第10話 戦闘系農家
佐藤が棒を手に取るかと思った、その瞬間だった。
「防具あるし……この棒は今回は止めときますわ」
——場が静まり返った。
受講生どころか、講師の郷山まで「は?」という顔をしている。
「おい……油断してると他の受講生みたいにやられるぞ?」
郷山は慌てて注意するが、佐藤はニコニコしながら手をヒラヒラさせた。
「大丈夫ですよ先生。普段、畑で倒してるハグレなんて、防具どころかキバ剥き出しですからねぇ。

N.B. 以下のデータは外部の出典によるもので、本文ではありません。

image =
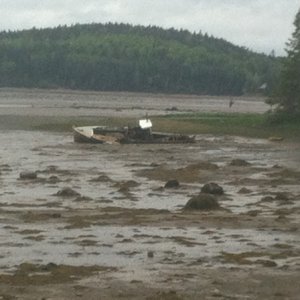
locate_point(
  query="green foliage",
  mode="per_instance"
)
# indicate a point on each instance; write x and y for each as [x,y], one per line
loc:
[288,94]
[120,57]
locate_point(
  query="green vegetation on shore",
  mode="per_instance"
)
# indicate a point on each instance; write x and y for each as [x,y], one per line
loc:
[122,57]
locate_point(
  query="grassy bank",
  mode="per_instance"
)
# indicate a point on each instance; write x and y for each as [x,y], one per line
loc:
[241,124]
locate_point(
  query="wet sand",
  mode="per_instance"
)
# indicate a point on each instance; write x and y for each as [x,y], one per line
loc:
[125,236]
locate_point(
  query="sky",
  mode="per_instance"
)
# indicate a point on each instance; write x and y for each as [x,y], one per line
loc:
[258,25]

たま〜に軍手だけで相手することもありますし、こんなの楽なもんですわ」
受講生たち(……軍手?)
講師(……軍手で?)
孝一(今なんて言った? 軍手だけで怪物と素手バトルしてるって言った?)
そこまで言われてしまっては、講師ももう止められない。
「……わかった。自己責任だぞ。無茶すんなよ」
「へへっ、お任せを」
佐藤は全く緊張感のない足取りで檻に入り、扉が閉まる。
次の瞬間——
「キシャァァァ!!」
ホーンラビットが牙を剥き、勢いよく飛びかかってきた。
受講生たちが息を呑む。
だが佐藤は——
まるで日常の作業でもするかのような動きで、その頭部を片手でガシッと掴むと、
ドンッ!!
地面に軽く叩きつけた。
軽く、のはずなのに、ハグレは地面でバウンドし、しばらくピクピクと痙攣していたが……やがて動かなくなる。
檻の前は完全に静寂。
講師が小声で呟く。
「……よし、そこまで。佐藤、出てきていいぞ」
佐藤は腹の出た体型を揺らしながら、頭をポリポリ掻きつつ外へ出る。
「へへ……やっぱり慣れた相手やと楽ですねぇ」
講師は感心というより呆れという状態だった。
「初日にハグレ倒す者は何人かいたが……武器も持たずに倒したのはお前が初めてだ。
……お前、ほんとに農家か?」
佐藤は嬉しそうにお腹を撫でながら、
「農家っちゅうんは、意外と戦闘職なんですよ」
と笑ってみせる。
周囲の受講生たちはと言えば——
(え、無理無理無理無理……)
(あんなん人間の動きじゃないだろ……)
(あれと同じ種族ってマジで?)
(今日は帰りたい……)
と口々にぼやいたり、完全に目が点になっていた。
孝一も例外ではない。
(いや……無理だろこれ……)
——だが次は、自分の番が近づいてくる。